The first language I ever learned was APL.

APL:  A Programming Language

Invented by Kenneth Iverson, and he got the Turing award for it.

APL:  language-neutral.  There are no keywords in APL.  Everything is symbolic.  You need a special character set for APL.  APL does not use ASCII.  APL heavily promoted and developed by IBM, APL's character set is more closely related to EBCDIC, but it isn't EBCDIC, either.  In the old teletype days, some characters could only be created by overstrike.  You would type a symbol, backspace, and then type another symbol.  A simple example is the exclamation point, which did not exist on the APL keyboards of that time.  You would type an apostrophe, back space, and type a period.  Once terminals/monitors were used for APL, then you could get the special keyboard that would allow you to type in characters without backspacing.  (Although, when APL2 came out, you still had backspace until the terminals were able to accommodate this.)

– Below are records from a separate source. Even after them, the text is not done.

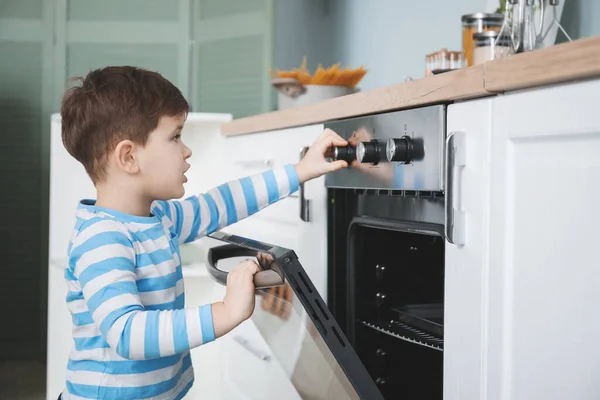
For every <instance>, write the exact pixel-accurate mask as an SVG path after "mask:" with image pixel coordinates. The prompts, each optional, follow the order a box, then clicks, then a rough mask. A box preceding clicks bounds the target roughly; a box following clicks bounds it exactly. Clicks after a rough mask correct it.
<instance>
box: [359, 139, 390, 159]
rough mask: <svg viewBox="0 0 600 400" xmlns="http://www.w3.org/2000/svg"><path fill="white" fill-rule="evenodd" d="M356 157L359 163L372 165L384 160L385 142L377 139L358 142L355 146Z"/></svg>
mask: <svg viewBox="0 0 600 400" xmlns="http://www.w3.org/2000/svg"><path fill="white" fill-rule="evenodd" d="M356 159H357V160H358V162H360V163H371V164H373V165H377V164H379V162H380V161H385V144H384V143H381V142H380V141H379V140H377V139H373V140H371V141H370V142H360V143H359V144H358V146H356Z"/></svg>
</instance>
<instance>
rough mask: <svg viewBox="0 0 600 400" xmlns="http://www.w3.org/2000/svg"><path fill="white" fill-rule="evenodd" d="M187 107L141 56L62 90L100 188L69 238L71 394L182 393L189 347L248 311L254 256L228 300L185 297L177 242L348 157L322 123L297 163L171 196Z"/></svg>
mask: <svg viewBox="0 0 600 400" xmlns="http://www.w3.org/2000/svg"><path fill="white" fill-rule="evenodd" d="M188 110H189V106H188V103H187V102H186V100H185V99H184V98H183V96H182V94H181V93H180V91H179V90H178V89H177V88H176V87H175V86H174V85H173V84H171V83H170V82H169V81H168V80H166V79H165V78H163V77H162V76H161V75H159V74H157V73H154V72H150V71H146V70H142V69H138V68H134V67H107V68H103V69H99V70H94V71H91V72H90V73H89V74H88V75H87V76H86V77H85V78H84V79H82V81H81V85H79V86H76V87H74V88H71V89H70V90H68V91H67V92H66V93H65V96H64V98H63V103H62V107H61V115H62V139H63V143H64V146H65V148H66V149H67V150H68V152H69V153H70V154H71V155H72V156H73V157H75V158H76V159H77V160H78V161H79V162H81V163H82V164H83V166H84V167H85V169H86V171H87V173H88V174H89V176H90V177H91V179H92V181H93V182H94V185H95V187H96V192H97V193H96V194H97V198H96V200H95V201H94V200H82V201H81V202H80V204H79V206H78V208H77V222H76V224H75V229H74V232H73V236H72V238H71V243H70V244H69V248H68V255H69V262H68V266H67V267H66V269H65V277H66V280H67V284H68V290H69V291H68V294H67V304H68V308H69V310H70V312H71V314H72V317H73V324H74V326H73V340H74V347H73V349H72V351H71V354H70V357H69V364H68V368H67V383H66V389H65V390H64V392H63V393H62V395H61V396H62V399H64V400H70V399H119V400H125V399H148V398H152V399H180V398H182V397H183V396H184V395H185V393H186V392H187V391H188V390H189V389H190V387H191V386H192V384H193V381H194V373H193V369H192V364H191V358H190V353H189V350H190V349H191V348H194V347H197V346H200V345H202V344H205V343H208V342H210V341H212V340H215V339H216V338H218V337H220V336H223V335H225V334H226V333H227V332H229V331H231V330H232V329H233V328H235V327H236V326H237V325H239V324H240V323H241V322H242V321H244V320H246V319H247V318H249V317H250V315H251V314H252V312H253V310H254V296H255V293H254V285H253V275H254V274H255V273H256V272H257V270H258V266H257V265H256V263H254V262H252V261H246V262H243V263H241V264H239V265H238V266H237V267H236V268H235V269H234V270H233V271H232V272H231V273H230V274H229V278H228V281H227V291H226V295H225V298H224V299H223V301H222V302H218V303H214V304H207V305H204V306H201V307H198V308H196V307H194V308H184V295H183V279H182V273H181V261H180V255H179V245H180V244H181V243H187V242H191V241H193V240H196V239H198V238H200V237H202V236H205V235H207V234H210V233H212V232H214V231H215V230H217V229H219V228H222V227H225V226H227V225H230V224H233V223H235V222H236V221H239V220H240V219H242V218H245V217H247V216H249V215H251V214H253V213H255V212H257V211H259V210H260V209H262V208H264V207H265V206H267V205H269V204H272V203H273V202H276V201H278V200H279V199H281V198H283V197H285V196H287V195H289V194H290V193H293V192H294V191H295V190H297V189H298V187H299V184H301V183H302V182H305V181H307V180H310V179H313V178H316V177H318V176H321V175H323V174H325V173H327V172H331V171H335V170H338V169H341V168H344V167H346V166H347V164H346V163H345V162H344V161H336V162H332V163H330V162H327V160H326V159H325V154H326V153H327V151H328V149H330V148H331V146H334V145H335V146H344V145H346V144H347V143H346V141H345V140H344V139H342V138H341V137H339V136H338V135H336V134H335V133H334V132H332V131H330V130H326V131H325V132H323V133H322V134H321V136H320V137H319V138H318V139H317V140H316V141H315V143H314V144H313V145H312V146H311V148H310V149H309V151H308V153H307V154H306V156H305V157H304V158H303V160H302V161H301V162H299V163H298V164H296V165H287V166H285V167H282V168H278V169H273V170H270V171H266V172H264V173H262V174H257V175H255V176H251V177H248V178H244V179H240V180H238V181H232V182H229V183H226V184H223V185H221V186H219V187H217V188H215V189H213V190H211V191H209V192H208V193H206V194H200V195H198V196H191V197H189V198H186V199H184V200H170V199H179V198H181V197H182V196H183V195H184V188H183V184H184V183H185V182H187V178H186V176H185V172H186V171H187V170H188V168H189V167H190V165H189V164H188V162H187V159H188V158H189V157H190V156H191V155H192V151H191V150H190V149H189V148H188V147H186V146H185V145H184V144H183V142H182V138H181V131H182V129H183V125H184V123H185V119H186V116H187V113H188ZM207 362H209V361H207Z"/></svg>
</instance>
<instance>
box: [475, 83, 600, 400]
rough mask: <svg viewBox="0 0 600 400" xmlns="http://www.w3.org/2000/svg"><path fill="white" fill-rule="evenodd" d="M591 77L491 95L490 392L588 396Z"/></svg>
mask: <svg viewBox="0 0 600 400" xmlns="http://www.w3.org/2000/svg"><path fill="white" fill-rule="evenodd" d="M599 103H600V80H594V81H587V82H579V83H573V84H569V85H560V86H554V87H549V88H544V89H538V90H531V91H527V92H521V93H515V94H511V95H506V96H502V97H498V98H497V99H495V100H494V104H493V111H492V141H491V149H492V151H491V159H490V161H491V165H490V167H491V169H490V209H489V229H488V231H487V232H486V235H487V236H488V244H487V248H486V252H487V253H488V263H489V276H488V287H489V289H488V290H489V293H488V304H487V305H486V309H487V311H486V312H487V319H488V324H487V330H488V334H487V335H488V339H487V348H486V351H485V352H484V354H483V355H482V356H483V357H484V358H485V359H487V360H486V364H487V367H486V370H487V377H486V380H487V388H486V392H487V396H488V398H489V399H491V400H493V399H501V398H502V399H513V400H525V399H534V398H535V399H547V400H552V399H565V398H571V399H592V398H598V392H599V390H600V383H598V379H596V377H597V375H598V372H599V369H598V368H599V367H598V366H599V365H600V364H599V363H598V360H599V359H600V349H598V347H597V346H594V345H592V343H591V340H593V338H596V337H598V336H599V335H600V322H599V321H598V319H597V318H593V316H594V315H595V314H596V311H597V305H598V304H599V303H600V270H599V269H598V268H597V266H598V261H597V253H596V246H597V238H598V235H597V227H598V223H599V222H600V209H599V208H598V206H597V198H598V195H599V194H600V191H599V190H598V185H597V182H598V176H600V157H599V156H600V118H598V104H599Z"/></svg>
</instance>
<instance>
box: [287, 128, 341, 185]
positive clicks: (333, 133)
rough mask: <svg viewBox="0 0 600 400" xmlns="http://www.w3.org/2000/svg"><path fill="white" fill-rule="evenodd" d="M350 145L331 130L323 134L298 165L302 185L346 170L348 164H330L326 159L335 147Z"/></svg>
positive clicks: (319, 137)
mask: <svg viewBox="0 0 600 400" xmlns="http://www.w3.org/2000/svg"><path fill="white" fill-rule="evenodd" d="M347 144H348V143H347V142H346V141H345V140H344V139H343V138H342V137H341V136H339V135H338V134H337V133H335V132H334V131H332V130H331V129H325V130H324V131H323V133H321V135H320V136H319V137H318V138H317V140H315V142H314V143H313V144H312V145H311V146H310V148H309V149H308V152H307V153H306V155H305V156H304V158H302V160H301V161H300V162H299V163H298V164H296V173H297V174H298V180H299V181H300V183H301V184H302V183H304V182H306V181H309V180H311V179H314V178H318V177H319V176H321V175H323V174H326V173H328V172H333V171H337V170H339V169H342V168H346V167H347V166H348V163H347V162H346V161H343V160H338V161H333V162H328V161H327V160H326V159H325V157H326V155H327V154H328V152H329V150H330V149H331V147H333V146H346V145H347Z"/></svg>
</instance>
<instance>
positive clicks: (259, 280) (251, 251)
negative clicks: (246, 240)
mask: <svg viewBox="0 0 600 400" xmlns="http://www.w3.org/2000/svg"><path fill="white" fill-rule="evenodd" d="M232 257H248V258H252V257H257V258H259V257H262V258H264V262H263V263H261V264H263V266H265V265H267V264H268V266H266V268H264V269H262V270H261V271H258V272H257V273H256V274H254V288H255V289H265V288H271V287H276V286H281V285H283V284H284V283H285V278H284V277H283V272H281V270H280V269H279V266H278V265H277V264H276V263H275V262H270V263H269V260H268V259H267V258H268V257H272V256H271V255H270V254H269V253H260V254H259V253H258V252H257V251H255V250H250V249H246V248H244V247H239V246H236V245H233V244H226V245H223V246H217V247H212V248H210V249H209V250H208V254H207V256H206V270H207V271H208V273H209V274H210V276H211V277H212V278H213V279H214V280H215V281H217V282H218V283H220V284H221V285H223V286H227V276H228V275H229V272H226V271H223V270H220V269H219V268H217V263H218V262H219V260H223V259H226V258H232Z"/></svg>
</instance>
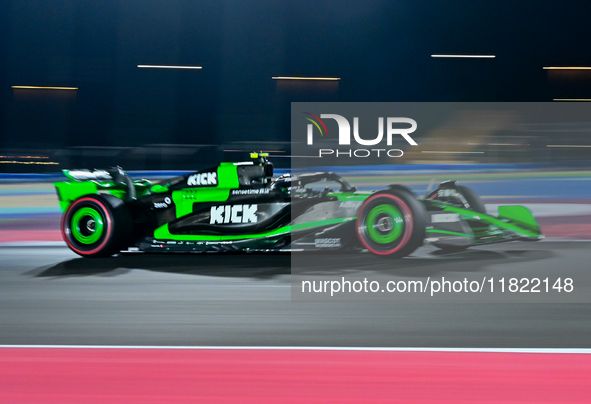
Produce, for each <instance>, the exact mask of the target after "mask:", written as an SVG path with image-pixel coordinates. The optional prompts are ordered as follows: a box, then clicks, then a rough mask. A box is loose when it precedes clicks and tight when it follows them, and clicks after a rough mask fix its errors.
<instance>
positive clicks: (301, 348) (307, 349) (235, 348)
mask: <svg viewBox="0 0 591 404" xmlns="http://www.w3.org/2000/svg"><path fill="white" fill-rule="evenodd" d="M5 348H33V349H39V348H48V349H167V350H183V349H185V350H236V351H239V350H261V351H381V352H491V353H554V354H556V353H560V354H591V348H404V347H399V348H396V347H321V346H310V347H308V346H202V345H198V346H165V345H145V346H144V345H0V349H5Z"/></svg>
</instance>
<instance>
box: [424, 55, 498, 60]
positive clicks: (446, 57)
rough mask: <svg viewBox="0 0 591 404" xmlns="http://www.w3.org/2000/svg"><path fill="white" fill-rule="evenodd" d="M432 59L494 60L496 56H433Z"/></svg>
mask: <svg viewBox="0 0 591 404" xmlns="http://www.w3.org/2000/svg"><path fill="white" fill-rule="evenodd" d="M431 57H432V58H463V59H494V58H495V57H496V56H495V55H431Z"/></svg>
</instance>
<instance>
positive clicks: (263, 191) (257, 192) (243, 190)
mask: <svg viewBox="0 0 591 404" xmlns="http://www.w3.org/2000/svg"><path fill="white" fill-rule="evenodd" d="M269 191H270V189H269V188H257V189H234V190H232V195H264V194H268V193H269Z"/></svg>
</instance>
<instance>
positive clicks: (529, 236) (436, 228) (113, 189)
mask: <svg viewBox="0 0 591 404" xmlns="http://www.w3.org/2000/svg"><path fill="white" fill-rule="evenodd" d="M216 170H217V181H218V184H217V185H216V186H207V187H205V186H195V187H190V186H184V187H180V188H179V186H178V182H176V184H175V183H174V181H175V180H174V179H173V180H171V181H173V183H158V184H153V183H151V182H150V181H146V180H137V181H133V185H134V187H135V192H136V196H137V197H138V198H140V197H142V196H146V195H149V194H151V195H157V194H163V195H166V196H168V195H170V198H171V199H172V201H173V202H174V206H175V210H174V212H175V213H174V215H175V217H176V218H177V219H178V218H181V217H184V216H186V215H188V214H191V213H192V212H193V211H194V204H196V203H204V202H214V203H215V202H224V201H227V200H228V199H229V197H230V195H231V191H232V190H234V189H239V188H240V183H239V177H238V166H237V165H236V164H234V163H221V164H220V165H219V166H218V167H217V168H216ZM64 174H65V175H66V176H67V177H69V178H70V179H71V181H62V182H56V183H54V185H55V187H56V189H57V193H58V197H59V203H60V207H61V210H62V211H63V212H66V210H67V209H68V208H69V206H70V205H71V204H72V202H74V201H75V200H77V199H78V198H80V197H82V196H84V195H90V194H98V193H108V194H110V195H113V196H115V197H117V198H120V199H122V200H125V198H126V195H125V193H126V189H127V188H126V185H125V184H118V183H115V182H113V181H98V180H76V179H75V178H73V177H72V176H71V175H69V172H68V170H64ZM178 178H179V177H177V180H178ZM185 184H186V183H185ZM370 195H372V193H368V192H335V193H332V194H330V196H332V197H334V198H336V200H337V201H338V202H363V201H365V200H366V199H367V198H368V197H369V196H370ZM422 202H423V203H424V205H425V206H426V208H427V211H428V212H431V213H432V212H433V211H436V212H449V213H456V214H458V215H459V216H460V218H461V219H463V220H465V221H467V222H468V223H469V224H470V226H469V230H466V232H463V233H462V232H455V231H450V230H445V229H437V228H433V227H430V228H427V229H426V232H427V233H428V234H434V235H437V234H439V235H440V236H442V237H444V236H459V237H469V238H472V240H473V241H472V243H473V244H479V243H488V242H494V241H495V240H503V239H507V231H510V232H512V233H514V234H515V235H516V236H517V238H524V239H539V238H541V233H540V229H539V226H538V224H537V223H536V220H535V219H534V217H533V215H532V214H531V212H530V211H529V210H528V209H527V208H525V207H523V206H503V207H500V208H499V212H498V217H493V216H489V215H486V214H483V213H478V212H474V211H472V210H468V209H463V208H459V207H456V206H452V205H448V204H445V203H441V202H437V201H427V200H424V201H422ZM79 216H80V217H74V220H73V221H74V227H76V223H83V220H82V219H83V218H86V217H89V216H90V217H91V218H92V219H93V220H94V222H95V225H96V226H97V227H96V230H95V232H94V233H93V234H83V232H81V231H80V230H79V229H78V230H76V228H75V229H74V230H73V231H75V232H76V231H77V232H78V233H76V234H77V239H79V240H80V241H81V242H83V243H84V242H88V243H92V242H93V239H94V238H96V237H100V235H101V234H102V233H101V232H102V231H103V230H102V223H101V222H100V220H99V219H100V218H96V217H95V215H93V214H92V212H86V211H84V212H82V213H80V214H79ZM384 217H385V218H387V219H386V220H388V221H390V223H391V224H392V226H391V228H388V230H387V231H378V230H377V229H378V227H379V223H378V222H379V220H381V218H384ZM356 219H357V218H356V217H343V218H333V219H327V220H315V221H311V222H306V223H296V224H294V223H292V224H291V225H286V226H282V227H279V228H276V229H273V230H268V231H264V232H260V233H256V234H241V235H218V234H216V235H195V234H172V233H171V232H170V230H169V225H168V223H165V224H163V225H161V226H160V227H157V228H156V229H155V230H154V233H153V237H154V238H155V239H159V240H173V241H240V240H251V239H252V240H258V241H260V242H262V243H265V242H266V240H270V239H275V238H277V237H281V236H284V235H288V234H290V233H294V232H298V231H308V230H310V229H313V228H319V227H323V226H331V225H335V224H340V223H345V222H347V221H352V220H356ZM366 225H367V228H368V231H369V236H370V237H371V238H372V239H373V240H374V241H375V242H376V243H382V244H387V243H391V242H392V241H393V240H396V239H397V238H399V237H400V235H401V234H402V233H403V231H404V220H403V217H402V213H401V211H400V210H399V209H397V208H396V207H394V206H392V205H389V204H383V205H378V206H375V207H373V208H372V210H371V211H370V212H369V213H368V215H367V217H366ZM452 230H455V229H452ZM511 237H512V236H511ZM466 241H467V240H466Z"/></svg>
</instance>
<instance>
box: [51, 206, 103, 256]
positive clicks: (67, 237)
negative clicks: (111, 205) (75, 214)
mask: <svg viewBox="0 0 591 404" xmlns="http://www.w3.org/2000/svg"><path fill="white" fill-rule="evenodd" d="M84 201H89V202H92V203H96V204H97V205H99V206H100V207H101V208H102V209H103V211H104V212H105V220H106V222H107V226H106V227H107V231H106V233H105V236H104V238H103V241H102V242H101V243H100V244H99V245H98V246H97V247H96V248H94V249H92V250H90V251H84V250H80V249H78V248H76V247H75V246H74V245H72V243H70V241H69V239H68V237H67V236H66V232H65V228H66V227H65V225H66V218H68V217H69V216H70V211H71V210H72V208H74V207H75V206H76V205H77V204H79V203H82V202H84ZM112 233H113V226H112V220H111V214H110V212H109V210H108V209H107V207H106V206H105V205H104V204H103V203H102V202H101V201H99V200H97V199H94V198H82V199H78V200H77V201H76V202H74V203H73V204H72V205H71V206H70V207H69V208H68V210H67V211H66V213H65V214H64V215H63V217H62V237H63V238H64V241H65V242H66V244H68V247H70V248H71V249H72V250H73V251H74V252H76V253H78V254H80V255H91V254H95V253H97V252H99V251H100V250H101V249H102V248H104V246H105V245H106V244H107V243H108V242H109V240H110V239H111V234H112Z"/></svg>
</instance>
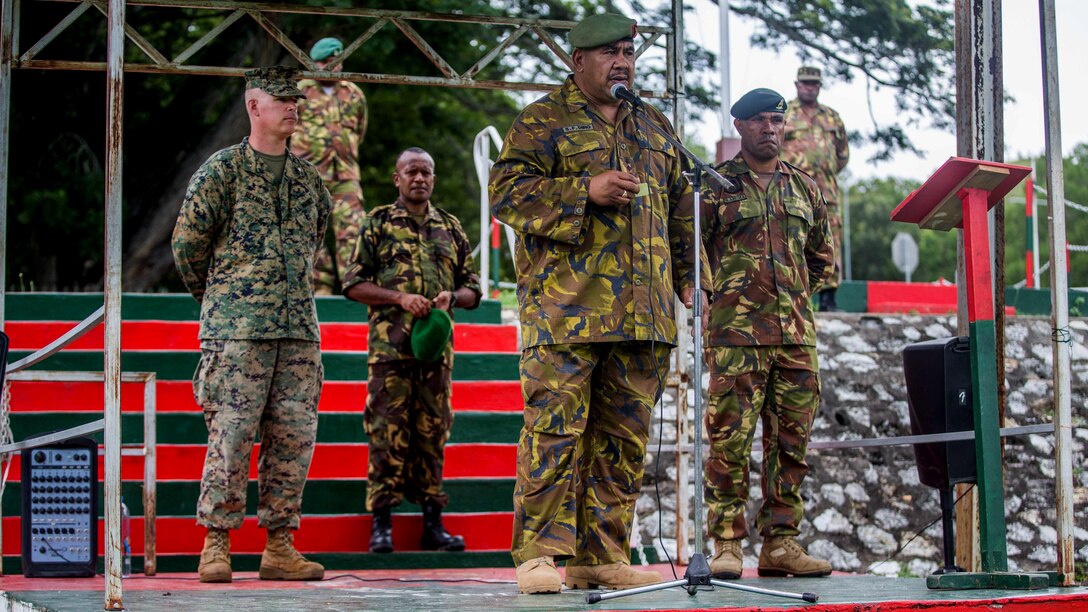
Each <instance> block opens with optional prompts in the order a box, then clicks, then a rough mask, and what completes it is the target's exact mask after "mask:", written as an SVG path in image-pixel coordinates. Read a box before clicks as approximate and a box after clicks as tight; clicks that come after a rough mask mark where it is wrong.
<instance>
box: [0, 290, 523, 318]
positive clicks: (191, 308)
mask: <svg viewBox="0 0 1088 612" xmlns="http://www.w3.org/2000/svg"><path fill="white" fill-rule="evenodd" d="M316 303H317V307H318V320H320V321H321V322H350V321H366V320H367V307H366V306H364V305H362V304H358V303H355V302H351V301H350V299H347V298H346V297H339V296H322V297H317V298H316ZM101 305H102V294H101V293H7V294H5V295H4V317H5V318H7V319H8V320H13V321H82V320H83V319H85V318H86V317H88V316H89V315H90V314H91V313H94V311H95V310H97V309H98V308H99V307H100V306H101ZM121 317H122V318H123V319H125V320H166V321H196V320H199V319H200V305H199V304H197V302H196V301H195V299H193V297H191V296H190V295H188V294H184V293H126V294H124V295H122V296H121ZM454 319H456V320H457V321H458V322H466V323H500V322H503V313H502V304H500V303H499V302H498V301H496V299H483V301H481V303H480V306H479V307H478V308H475V309H472V310H465V309H463V308H456V309H455V310H454Z"/></svg>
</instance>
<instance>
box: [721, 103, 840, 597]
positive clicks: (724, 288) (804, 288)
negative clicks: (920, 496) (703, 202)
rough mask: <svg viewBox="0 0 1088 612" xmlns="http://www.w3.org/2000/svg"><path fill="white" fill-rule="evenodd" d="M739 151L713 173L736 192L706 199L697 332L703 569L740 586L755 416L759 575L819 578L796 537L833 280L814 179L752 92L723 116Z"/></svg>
mask: <svg viewBox="0 0 1088 612" xmlns="http://www.w3.org/2000/svg"><path fill="white" fill-rule="evenodd" d="M730 112H731V113H732V115H733V118H734V120H733V125H734V126H735V127H737V132H738V133H739V134H740V135H741V150H740V154H738V155H737V157H734V158H733V159H731V160H729V161H727V162H725V163H721V164H719V166H718V167H717V170H718V171H719V172H720V173H721V174H724V175H726V176H731V178H732V179H733V180H734V182H738V183H739V184H740V185H741V189H739V191H737V192H734V193H726V192H718V193H714V194H709V195H708V196H707V207H706V208H705V209H704V210H703V212H704V215H705V217H706V223H705V225H704V229H705V230H704V237H705V241H706V250H707V256H708V258H709V259H710V261H712V268H713V269H714V297H713V299H712V303H710V308H709V314H708V316H707V325H706V330H707V332H706V356H707V362H708V365H709V370H710V385H709V389H708V402H707V413H706V430H707V432H708V433H709V437H710V454H709V458H708V460H707V462H706V478H705V492H706V495H705V497H706V505H707V522H706V524H707V531H708V534H707V536H708V537H712V538H714V540H715V554H714V556H713V558H712V559H710V572H712V574H713V575H714V576H716V577H718V578H726V579H731V578H738V577H740V575H741V572H742V564H743V559H744V554H743V552H742V548H743V546H744V542H745V540H746V538H747V536H749V527H747V523H746V521H745V518H744V507H745V505H746V502H747V499H749V491H747V482H749V481H750V480H749V461H750V455H751V453H752V438H753V436H754V431H755V425H756V419H757V418H759V417H762V418H763V431H764V456H763V463H762V480H761V481H762V482H763V487H764V497H763V502H762V506H761V509H759V512H758V513H757V514H756V521H755V525H756V530H758V531H759V533H761V535H762V536H763V538H764V543H763V548H762V549H761V554H759V566H758V572H759V575H761V576H787V575H794V576H826V575H828V574H830V573H831V565H830V563H828V562H827V561H823V560H819V559H815V558H813V556H809V555H808V553H807V552H805V550H804V549H803V548H802V547H801V544H799V543H798V542H796V541H795V540H794V537H795V536H798V535H799V533H800V528H799V527H800V525H801V519H802V516H803V511H804V507H803V504H802V499H801V493H800V489H801V484H802V482H803V481H804V478H805V474H806V473H807V470H808V465H807V464H806V463H805V451H806V448H807V444H808V436H809V432H811V431H812V424H813V419H814V418H815V416H816V409H817V408H818V406H819V378H818V377H819V368H818V366H817V362H816V329H815V325H814V320H813V309H812V303H811V301H809V298H811V296H812V294H813V292H815V291H818V290H819V287H820V286H821V285H823V284H824V283H825V282H827V280H828V278H830V276H831V272H832V270H833V269H834V268H833V261H834V248H833V245H832V242H831V231H830V225H829V224H828V219H827V210H826V209H825V207H824V200H823V198H821V197H820V193H819V188H818V187H817V186H816V182H815V181H813V179H812V178H809V176H808V175H807V174H805V173H804V172H802V171H801V170H799V169H796V168H795V167H793V166H790V164H789V163H787V162H784V161H780V160H779V158H778V156H779V147H781V144H782V131H783V128H784V112H786V100H784V99H783V98H782V96H781V95H779V94H778V93H777V91H775V90H771V89H765V88H759V89H753V90H751V91H749V93H747V94H744V95H743V96H742V97H741V98H740V99H739V100H737V102H735V103H734V105H733V106H732V108H731V109H730Z"/></svg>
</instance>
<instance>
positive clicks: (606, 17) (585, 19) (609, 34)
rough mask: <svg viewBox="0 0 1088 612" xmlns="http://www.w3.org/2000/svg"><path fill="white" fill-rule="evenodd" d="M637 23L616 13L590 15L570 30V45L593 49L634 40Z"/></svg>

You type from left to right (like everything else).  The program is parsed from right to left.

There is no order of operations in APL.  You just move from right to left.
5x3+3 = 30 in APL.
3+3x5 = 18 in APL.

You can use parentheses.
(5x3)+3 = 18.

Iota generates an array from 1 to the specified argument.

iota 10 gives you the array 1 2 3 4 5 6 7 8 9 10

The / means compress.  From the array on the right, compress the array as directed on the left.?